Where a temperature probe is controlling an ETM procedure and thus is in or on a patient at the same time as an ETM heat exchange catheter, the probe may be unacceptably influenced by the temperature of the catheter and not accurately reflect the temperature of the target tissue, especially if the probe is located too close to the heat exchange catheter. Temperature probes or sensors placed on the insertion sheath, for example, tend to be unduly influenced by the temperature of the heat exchange catheter placed through the sheath. When the probe is placed in the vasculature at a location some distance away from the catheter so as not to be influenced by the catheter, however, it generally requires a second needle stick or incision, and may utilize a vascular site on the patient that is needed by a physician for some other purpose. For example, if the ETM catheter is located in the left femoral vein, and the probe is placed in the right femoral vein, it would require a separate stick, that is, a puncture of the vessel, for the probe and would make it difficult for an interventionalist to perform angioplasty from either the right or the left femoral artery. A temperature probe might be placed through the same introducer sheath used by an ETM heat exchange catheter to access the central vasculature, but in such a case it would generally be lying alongside the catheter and be influenced by the temperature of the catheter. If the heat exchange catheter had a central working lumen as described in the patents and publication described above, and was located in a central vein, for example the Inferior Vena Cava (IVC), a temperature probe might be passed through the working lumen and distal of the catheter to measure the temperature in the blood. Such a probe would not require a second stick to place it into the bloodstream; however, in this configuration the temperature probe would measure the temperature of the blood soon after it passed over the heat exchange surface and thus might not be an accurate measurement of the temperature of a target tissue or organ or a patient's core. In some cases, If the temperature probe is advanced far enough beyond the catheter tip to obtain an accurate measure, it may need to be positioned in or near the heart which could have serious health repercussions. Such a positioning of the probe would also generally require the use of fluoroscopy or x-ray, procedures which are not always available or desirable.
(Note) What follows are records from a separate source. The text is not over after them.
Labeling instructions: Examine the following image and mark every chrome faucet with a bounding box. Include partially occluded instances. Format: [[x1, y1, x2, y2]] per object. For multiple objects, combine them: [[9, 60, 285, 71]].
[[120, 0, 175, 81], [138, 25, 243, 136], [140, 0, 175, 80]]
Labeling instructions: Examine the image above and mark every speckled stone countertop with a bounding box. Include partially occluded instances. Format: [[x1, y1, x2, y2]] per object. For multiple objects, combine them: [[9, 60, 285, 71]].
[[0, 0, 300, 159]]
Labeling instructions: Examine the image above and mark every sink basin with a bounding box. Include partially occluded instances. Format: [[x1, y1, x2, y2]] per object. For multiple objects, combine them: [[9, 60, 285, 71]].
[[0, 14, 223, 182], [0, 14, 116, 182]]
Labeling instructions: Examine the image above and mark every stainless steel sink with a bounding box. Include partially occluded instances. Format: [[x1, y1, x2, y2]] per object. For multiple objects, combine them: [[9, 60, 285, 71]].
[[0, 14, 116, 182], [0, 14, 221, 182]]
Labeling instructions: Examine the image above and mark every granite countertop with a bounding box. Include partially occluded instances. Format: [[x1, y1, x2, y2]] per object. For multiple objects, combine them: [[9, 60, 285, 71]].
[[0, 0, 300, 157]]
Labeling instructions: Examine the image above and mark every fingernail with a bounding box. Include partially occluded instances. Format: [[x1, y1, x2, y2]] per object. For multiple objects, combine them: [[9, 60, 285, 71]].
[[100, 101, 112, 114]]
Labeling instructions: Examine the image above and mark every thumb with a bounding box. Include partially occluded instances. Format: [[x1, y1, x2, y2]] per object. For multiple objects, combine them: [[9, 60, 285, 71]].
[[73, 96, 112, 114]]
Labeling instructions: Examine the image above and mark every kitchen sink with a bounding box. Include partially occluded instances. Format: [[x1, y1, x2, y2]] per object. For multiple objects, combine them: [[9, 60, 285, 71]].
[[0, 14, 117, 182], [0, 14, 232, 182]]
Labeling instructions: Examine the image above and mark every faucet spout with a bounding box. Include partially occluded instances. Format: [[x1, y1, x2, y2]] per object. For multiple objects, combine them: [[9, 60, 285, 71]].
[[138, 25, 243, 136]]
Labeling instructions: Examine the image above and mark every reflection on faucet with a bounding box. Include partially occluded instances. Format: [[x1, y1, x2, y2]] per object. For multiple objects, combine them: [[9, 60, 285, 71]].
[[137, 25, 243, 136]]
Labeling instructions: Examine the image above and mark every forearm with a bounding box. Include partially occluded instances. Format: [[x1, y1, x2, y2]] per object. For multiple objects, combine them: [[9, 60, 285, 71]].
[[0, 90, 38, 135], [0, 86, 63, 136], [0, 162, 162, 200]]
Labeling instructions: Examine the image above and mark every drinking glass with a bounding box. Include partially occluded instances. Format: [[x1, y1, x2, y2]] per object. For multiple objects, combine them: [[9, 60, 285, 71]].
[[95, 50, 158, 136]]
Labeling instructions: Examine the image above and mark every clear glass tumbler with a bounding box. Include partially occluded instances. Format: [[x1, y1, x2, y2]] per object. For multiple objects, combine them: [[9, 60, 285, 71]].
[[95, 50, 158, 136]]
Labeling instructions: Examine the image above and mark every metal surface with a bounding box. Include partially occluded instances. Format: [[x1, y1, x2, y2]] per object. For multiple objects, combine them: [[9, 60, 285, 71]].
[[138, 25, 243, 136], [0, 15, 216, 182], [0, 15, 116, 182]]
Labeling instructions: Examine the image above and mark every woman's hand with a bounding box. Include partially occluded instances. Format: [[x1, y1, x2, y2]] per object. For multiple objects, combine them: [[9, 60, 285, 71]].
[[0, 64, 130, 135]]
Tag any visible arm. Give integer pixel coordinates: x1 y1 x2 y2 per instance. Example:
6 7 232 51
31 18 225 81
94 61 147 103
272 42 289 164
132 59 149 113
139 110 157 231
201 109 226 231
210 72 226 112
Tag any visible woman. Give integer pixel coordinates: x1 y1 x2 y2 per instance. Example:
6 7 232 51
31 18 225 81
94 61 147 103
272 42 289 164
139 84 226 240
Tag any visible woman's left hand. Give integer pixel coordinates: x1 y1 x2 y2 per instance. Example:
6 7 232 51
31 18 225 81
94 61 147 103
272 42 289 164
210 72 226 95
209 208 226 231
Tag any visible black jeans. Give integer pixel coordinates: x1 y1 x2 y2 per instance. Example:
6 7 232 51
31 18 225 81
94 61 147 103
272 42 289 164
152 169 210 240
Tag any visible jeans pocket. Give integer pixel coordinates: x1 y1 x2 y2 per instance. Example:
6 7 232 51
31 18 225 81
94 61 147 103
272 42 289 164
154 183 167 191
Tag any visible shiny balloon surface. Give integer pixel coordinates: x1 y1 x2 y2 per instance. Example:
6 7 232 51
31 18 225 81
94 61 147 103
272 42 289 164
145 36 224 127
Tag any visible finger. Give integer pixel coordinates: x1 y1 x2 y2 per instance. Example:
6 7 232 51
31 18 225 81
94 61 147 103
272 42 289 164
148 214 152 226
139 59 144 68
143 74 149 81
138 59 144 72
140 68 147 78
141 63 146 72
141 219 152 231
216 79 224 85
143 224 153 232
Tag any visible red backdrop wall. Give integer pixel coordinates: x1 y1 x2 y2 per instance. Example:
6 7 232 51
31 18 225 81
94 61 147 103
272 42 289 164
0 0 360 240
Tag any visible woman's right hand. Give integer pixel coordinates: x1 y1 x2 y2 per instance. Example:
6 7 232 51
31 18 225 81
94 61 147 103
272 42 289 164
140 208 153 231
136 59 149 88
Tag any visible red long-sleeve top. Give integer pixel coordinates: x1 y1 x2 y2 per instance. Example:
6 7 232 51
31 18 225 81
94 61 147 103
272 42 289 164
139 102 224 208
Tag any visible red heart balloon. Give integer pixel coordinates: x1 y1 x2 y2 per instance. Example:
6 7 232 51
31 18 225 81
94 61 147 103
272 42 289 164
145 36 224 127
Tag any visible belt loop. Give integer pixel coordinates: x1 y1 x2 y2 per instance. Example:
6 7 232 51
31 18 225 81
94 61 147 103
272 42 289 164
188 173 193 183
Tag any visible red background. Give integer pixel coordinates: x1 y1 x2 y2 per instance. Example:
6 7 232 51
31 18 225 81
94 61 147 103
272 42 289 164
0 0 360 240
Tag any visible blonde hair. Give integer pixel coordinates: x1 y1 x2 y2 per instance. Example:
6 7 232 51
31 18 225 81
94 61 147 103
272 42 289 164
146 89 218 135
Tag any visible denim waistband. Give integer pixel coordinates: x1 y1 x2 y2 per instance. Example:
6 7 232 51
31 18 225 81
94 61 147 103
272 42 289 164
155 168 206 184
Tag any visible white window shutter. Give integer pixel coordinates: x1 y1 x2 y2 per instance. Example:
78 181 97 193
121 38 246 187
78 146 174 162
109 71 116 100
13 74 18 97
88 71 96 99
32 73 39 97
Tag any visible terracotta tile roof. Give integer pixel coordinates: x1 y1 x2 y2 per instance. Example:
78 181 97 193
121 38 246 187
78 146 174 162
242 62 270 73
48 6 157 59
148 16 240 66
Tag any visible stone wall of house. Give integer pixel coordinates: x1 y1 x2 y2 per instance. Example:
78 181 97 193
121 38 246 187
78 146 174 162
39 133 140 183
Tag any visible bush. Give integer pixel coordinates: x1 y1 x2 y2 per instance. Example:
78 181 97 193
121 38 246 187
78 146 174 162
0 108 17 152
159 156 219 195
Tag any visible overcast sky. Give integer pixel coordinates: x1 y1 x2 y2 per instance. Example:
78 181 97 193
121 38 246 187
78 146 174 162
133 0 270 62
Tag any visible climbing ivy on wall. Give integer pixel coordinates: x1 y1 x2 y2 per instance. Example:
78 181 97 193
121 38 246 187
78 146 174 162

There is a need therefore, especially in the context of ETM which requires accurate temperature information of a patient's target tissue, for a temperature probe that is not unduly influenced by the temperature of the heat exchange catheter, is located to accurately reflect changes in the patient's temperature, may be conveniently placed, will not require that the patient endure additional punctures or surgical procedures, will not usurp other needed surgical or interventional sites, and can be maintained in place throughout the procedure. The present invention fulfills those needs as well as others.